Come ho detto prima, i dieci gesti coreografati per il corteo sono stati concordati con i bambini. L’idea di far nascere la luce da terra, però, è proprio nata da loro: l’idea di camminare dall’inizio così, come se niente fosse, non li convinceva e hanno proposto di porre la luce a terra, raccolta come in piccoli nidi, che piano piano nascono, partono e vanno ad alimentare l’opera d’arte, sia essa la Luce d’Artista, la coreografia dei danzatori o le opere del museo che così vengono illuminate.

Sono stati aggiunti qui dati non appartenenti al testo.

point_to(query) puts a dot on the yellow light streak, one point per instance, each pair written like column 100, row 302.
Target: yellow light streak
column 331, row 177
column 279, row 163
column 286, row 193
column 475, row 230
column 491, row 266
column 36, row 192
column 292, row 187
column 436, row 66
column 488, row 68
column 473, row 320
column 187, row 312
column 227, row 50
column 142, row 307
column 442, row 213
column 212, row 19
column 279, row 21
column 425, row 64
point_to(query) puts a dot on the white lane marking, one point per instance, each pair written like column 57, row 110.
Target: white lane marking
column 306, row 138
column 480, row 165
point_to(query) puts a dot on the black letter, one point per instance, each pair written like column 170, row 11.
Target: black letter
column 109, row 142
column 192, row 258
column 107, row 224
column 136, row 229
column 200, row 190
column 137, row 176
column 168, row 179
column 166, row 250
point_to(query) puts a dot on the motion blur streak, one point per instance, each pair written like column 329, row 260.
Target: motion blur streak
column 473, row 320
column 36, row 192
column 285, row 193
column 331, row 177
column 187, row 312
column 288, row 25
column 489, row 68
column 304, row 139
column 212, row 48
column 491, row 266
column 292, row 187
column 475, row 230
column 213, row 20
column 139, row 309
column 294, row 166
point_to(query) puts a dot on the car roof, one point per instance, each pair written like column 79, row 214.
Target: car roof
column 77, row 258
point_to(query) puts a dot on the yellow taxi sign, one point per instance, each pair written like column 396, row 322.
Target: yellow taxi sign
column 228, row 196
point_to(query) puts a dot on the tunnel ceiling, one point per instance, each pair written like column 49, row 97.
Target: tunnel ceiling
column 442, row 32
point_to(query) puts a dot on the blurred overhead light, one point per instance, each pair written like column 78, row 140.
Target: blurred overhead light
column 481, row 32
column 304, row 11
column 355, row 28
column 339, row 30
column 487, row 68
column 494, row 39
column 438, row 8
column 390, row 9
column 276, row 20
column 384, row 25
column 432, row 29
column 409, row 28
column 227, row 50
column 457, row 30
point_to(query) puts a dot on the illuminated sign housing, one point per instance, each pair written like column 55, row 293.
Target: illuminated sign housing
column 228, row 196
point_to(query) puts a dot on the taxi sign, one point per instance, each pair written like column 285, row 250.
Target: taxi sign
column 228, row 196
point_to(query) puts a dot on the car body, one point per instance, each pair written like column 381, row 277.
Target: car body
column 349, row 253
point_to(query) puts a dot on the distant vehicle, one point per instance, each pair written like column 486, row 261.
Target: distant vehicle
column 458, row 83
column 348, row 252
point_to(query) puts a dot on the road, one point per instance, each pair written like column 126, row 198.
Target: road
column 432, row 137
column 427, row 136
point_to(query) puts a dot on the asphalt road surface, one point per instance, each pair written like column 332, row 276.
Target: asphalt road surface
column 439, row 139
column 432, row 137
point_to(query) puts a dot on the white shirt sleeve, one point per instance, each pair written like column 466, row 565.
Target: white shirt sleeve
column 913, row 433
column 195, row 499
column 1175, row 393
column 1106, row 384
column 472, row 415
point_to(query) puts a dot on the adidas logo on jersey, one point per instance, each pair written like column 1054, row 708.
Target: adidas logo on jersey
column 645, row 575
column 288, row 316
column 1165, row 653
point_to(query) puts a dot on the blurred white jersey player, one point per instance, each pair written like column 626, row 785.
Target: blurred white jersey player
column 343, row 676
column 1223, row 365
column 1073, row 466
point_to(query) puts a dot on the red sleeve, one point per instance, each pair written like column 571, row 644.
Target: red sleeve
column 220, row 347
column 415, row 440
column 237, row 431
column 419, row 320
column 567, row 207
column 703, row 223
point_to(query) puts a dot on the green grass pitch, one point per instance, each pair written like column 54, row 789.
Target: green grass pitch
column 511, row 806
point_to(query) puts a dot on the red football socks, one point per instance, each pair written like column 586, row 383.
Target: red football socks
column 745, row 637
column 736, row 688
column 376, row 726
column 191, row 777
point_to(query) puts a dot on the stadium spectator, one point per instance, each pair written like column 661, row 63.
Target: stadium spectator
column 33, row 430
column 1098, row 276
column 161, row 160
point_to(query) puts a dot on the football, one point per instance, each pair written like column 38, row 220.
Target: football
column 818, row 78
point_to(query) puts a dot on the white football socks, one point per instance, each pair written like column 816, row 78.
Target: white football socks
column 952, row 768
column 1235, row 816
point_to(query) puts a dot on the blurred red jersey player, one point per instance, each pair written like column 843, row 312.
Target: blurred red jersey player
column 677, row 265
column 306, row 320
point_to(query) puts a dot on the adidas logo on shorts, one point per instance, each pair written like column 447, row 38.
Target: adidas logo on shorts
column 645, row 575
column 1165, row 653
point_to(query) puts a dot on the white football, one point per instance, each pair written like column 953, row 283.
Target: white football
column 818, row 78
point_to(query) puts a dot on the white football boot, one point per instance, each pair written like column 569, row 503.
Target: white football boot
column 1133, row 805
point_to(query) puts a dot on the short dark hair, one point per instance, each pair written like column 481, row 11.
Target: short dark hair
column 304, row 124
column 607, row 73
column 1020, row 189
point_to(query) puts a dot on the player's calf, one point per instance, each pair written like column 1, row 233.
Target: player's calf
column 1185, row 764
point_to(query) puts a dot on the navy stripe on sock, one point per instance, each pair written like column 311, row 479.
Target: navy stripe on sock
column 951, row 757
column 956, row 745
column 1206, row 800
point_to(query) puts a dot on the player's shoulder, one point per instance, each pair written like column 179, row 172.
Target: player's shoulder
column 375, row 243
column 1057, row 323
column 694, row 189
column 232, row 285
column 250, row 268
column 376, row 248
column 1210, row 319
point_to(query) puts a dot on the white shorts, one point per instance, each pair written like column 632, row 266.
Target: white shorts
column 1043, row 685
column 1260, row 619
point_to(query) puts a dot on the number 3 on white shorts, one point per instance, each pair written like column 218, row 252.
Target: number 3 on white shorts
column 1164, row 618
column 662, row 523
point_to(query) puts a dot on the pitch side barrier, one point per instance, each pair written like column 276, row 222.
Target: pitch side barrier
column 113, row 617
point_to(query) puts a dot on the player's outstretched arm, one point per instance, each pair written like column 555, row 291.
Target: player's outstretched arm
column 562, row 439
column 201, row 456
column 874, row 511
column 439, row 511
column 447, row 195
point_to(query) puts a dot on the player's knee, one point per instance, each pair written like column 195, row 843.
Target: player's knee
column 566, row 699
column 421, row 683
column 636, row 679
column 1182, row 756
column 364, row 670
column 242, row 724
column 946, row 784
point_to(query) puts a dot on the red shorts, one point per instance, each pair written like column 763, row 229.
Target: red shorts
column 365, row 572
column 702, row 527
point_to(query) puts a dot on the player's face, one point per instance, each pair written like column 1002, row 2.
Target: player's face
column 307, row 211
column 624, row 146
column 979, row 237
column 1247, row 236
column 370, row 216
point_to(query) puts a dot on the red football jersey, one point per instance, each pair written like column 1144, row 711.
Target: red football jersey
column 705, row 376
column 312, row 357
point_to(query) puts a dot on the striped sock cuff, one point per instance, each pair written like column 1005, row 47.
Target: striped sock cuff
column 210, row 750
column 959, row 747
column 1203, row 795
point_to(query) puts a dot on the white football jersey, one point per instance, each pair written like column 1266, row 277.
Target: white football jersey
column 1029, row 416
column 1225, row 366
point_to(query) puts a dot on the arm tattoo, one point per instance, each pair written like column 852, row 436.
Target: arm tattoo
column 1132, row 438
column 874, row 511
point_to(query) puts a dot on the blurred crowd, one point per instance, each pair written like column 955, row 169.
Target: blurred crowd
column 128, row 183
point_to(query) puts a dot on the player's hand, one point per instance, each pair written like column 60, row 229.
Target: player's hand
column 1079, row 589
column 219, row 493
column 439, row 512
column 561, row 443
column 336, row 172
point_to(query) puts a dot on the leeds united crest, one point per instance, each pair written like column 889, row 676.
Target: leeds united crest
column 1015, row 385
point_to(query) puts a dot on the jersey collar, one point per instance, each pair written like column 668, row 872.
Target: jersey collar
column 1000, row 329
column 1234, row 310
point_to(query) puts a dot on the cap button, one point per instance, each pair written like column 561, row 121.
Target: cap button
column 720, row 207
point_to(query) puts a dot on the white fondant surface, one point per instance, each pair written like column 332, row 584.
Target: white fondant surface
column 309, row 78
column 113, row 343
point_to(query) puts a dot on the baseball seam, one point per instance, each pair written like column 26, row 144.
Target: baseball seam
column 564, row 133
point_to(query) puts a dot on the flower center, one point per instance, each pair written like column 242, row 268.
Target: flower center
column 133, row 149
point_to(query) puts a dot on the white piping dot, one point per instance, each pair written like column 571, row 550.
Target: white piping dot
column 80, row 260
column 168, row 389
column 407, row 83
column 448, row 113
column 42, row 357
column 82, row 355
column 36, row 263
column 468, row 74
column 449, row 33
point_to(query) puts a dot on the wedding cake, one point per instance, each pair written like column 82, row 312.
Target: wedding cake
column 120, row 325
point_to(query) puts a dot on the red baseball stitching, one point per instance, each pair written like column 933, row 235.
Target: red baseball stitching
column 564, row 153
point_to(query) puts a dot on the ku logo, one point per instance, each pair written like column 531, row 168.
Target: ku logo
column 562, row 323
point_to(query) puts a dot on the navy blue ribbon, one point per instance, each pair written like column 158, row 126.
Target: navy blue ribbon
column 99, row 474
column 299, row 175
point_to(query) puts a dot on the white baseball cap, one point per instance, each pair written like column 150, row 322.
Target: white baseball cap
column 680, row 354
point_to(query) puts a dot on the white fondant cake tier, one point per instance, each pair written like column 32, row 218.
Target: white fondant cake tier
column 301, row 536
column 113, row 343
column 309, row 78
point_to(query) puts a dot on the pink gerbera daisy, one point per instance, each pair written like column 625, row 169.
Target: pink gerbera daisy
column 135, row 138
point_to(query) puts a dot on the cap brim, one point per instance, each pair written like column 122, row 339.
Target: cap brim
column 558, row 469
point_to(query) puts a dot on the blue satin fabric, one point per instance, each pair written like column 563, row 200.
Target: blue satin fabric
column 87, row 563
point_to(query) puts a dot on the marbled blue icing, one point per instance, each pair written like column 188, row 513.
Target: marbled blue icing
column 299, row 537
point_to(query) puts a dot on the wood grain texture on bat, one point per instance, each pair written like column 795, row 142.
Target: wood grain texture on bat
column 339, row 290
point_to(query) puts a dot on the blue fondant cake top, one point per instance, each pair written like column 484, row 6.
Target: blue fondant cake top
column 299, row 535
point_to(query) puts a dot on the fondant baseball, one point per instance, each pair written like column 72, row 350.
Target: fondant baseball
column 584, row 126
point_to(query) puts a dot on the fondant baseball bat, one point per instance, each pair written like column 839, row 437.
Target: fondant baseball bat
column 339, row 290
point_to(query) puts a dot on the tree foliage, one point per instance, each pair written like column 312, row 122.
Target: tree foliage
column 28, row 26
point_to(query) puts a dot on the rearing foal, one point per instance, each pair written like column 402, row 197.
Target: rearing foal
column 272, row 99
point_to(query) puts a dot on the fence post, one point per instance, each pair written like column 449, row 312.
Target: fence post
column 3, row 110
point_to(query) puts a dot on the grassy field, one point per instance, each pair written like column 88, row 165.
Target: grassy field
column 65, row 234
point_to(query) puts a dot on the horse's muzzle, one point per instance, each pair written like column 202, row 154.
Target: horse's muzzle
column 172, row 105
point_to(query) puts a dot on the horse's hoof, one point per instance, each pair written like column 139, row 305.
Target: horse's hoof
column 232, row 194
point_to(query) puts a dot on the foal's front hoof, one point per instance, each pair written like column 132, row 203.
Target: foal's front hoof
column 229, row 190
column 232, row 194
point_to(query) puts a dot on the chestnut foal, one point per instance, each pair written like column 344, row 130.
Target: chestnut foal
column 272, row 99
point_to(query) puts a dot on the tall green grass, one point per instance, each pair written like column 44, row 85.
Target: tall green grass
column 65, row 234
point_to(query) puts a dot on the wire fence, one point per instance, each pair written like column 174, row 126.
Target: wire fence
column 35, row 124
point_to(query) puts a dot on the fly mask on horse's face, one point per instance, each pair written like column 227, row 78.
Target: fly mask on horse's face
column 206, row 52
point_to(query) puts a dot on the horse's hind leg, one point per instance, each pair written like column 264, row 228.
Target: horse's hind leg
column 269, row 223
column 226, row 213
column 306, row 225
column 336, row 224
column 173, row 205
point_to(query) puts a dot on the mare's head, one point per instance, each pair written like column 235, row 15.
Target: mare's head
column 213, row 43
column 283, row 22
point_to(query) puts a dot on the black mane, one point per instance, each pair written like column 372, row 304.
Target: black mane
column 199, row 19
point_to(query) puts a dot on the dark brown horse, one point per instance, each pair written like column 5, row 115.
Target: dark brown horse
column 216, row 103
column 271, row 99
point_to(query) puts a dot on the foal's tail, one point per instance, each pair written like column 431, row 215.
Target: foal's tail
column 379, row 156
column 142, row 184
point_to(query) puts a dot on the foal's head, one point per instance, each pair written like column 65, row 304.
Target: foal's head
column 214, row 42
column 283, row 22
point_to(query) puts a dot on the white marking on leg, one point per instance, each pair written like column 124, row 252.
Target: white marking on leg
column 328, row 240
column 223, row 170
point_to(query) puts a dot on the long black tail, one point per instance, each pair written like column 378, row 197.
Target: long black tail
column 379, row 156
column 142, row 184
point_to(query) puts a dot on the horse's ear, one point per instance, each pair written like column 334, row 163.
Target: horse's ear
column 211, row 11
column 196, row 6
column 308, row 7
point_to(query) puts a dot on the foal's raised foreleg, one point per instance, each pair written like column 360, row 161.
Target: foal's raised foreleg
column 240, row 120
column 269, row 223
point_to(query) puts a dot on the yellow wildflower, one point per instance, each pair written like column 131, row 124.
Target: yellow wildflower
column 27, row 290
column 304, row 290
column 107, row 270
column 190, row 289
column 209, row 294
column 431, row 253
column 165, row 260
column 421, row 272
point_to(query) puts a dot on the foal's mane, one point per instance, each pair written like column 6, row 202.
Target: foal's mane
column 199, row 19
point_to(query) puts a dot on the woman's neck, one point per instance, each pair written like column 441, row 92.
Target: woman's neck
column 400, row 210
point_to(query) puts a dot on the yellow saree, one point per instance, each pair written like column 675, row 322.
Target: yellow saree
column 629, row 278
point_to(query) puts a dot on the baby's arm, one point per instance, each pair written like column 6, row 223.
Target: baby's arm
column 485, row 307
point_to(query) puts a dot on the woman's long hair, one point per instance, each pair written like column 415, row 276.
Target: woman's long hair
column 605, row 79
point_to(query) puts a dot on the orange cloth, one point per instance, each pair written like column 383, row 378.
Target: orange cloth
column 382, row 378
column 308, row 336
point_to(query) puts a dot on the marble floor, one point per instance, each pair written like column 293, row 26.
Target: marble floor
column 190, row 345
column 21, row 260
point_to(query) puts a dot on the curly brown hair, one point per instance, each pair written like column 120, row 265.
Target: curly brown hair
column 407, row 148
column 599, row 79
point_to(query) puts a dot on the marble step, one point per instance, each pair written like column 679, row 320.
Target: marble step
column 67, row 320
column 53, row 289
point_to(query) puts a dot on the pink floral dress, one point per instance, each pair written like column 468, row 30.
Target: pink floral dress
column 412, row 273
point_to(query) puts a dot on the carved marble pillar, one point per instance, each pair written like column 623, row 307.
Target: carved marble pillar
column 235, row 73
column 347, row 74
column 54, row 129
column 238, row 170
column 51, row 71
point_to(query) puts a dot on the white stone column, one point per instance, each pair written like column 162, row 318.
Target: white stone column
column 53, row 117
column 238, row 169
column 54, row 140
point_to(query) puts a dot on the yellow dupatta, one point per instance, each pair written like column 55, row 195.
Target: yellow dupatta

Vorrei menzionare anche un altro momento che è stato emozionante vivere insieme ai bambini. Con loro, abbiamo avuto modo di vedere la Luce d’Artista accendersi nel tardo pomeriggio: i loro sguardi, nell’assistere al momento di accensione, al cambio di stato dalla penombra alla luce, erano colpiti e sarebbe molto bello poter riprendere con loro questo momento e parlarne un po’. Chiederemo alle insegnanti, che sicuramente avranno già avviato una riflessione con loro, che cosa è venuto fuori. A un episodio, però, abbiamo già avuto la fortuna di assistere. In Museo, con una quinta elementare, abbiamo fatto il laboratorio di movimento all’interno di una sala che ospita i dipinti di Victor Man, per la mostra Le palpebre verso sera. Lì, la luce è molto soffusa e i ritratti esposti mostrano quasi tutti volti sospesi tra la veglia e il sonno, evocando un’atmosfera onirica e crepuscolare. Nel corso dell’attività, l’insegnante ha avuto la prontezza di rivolgere ai bambini una domanda interessante: «Guardatevi intorno: la luce dov’è qui?». I bambini, dopo aver mostrato il filo che tenevano in mano, hanno affinato la vista e hanno trovato la luce dove questa è e sarà sempre un elemento essenziale: nei quadri dipinti.
Chissà quante altre suggestioni ci sapranno regalare!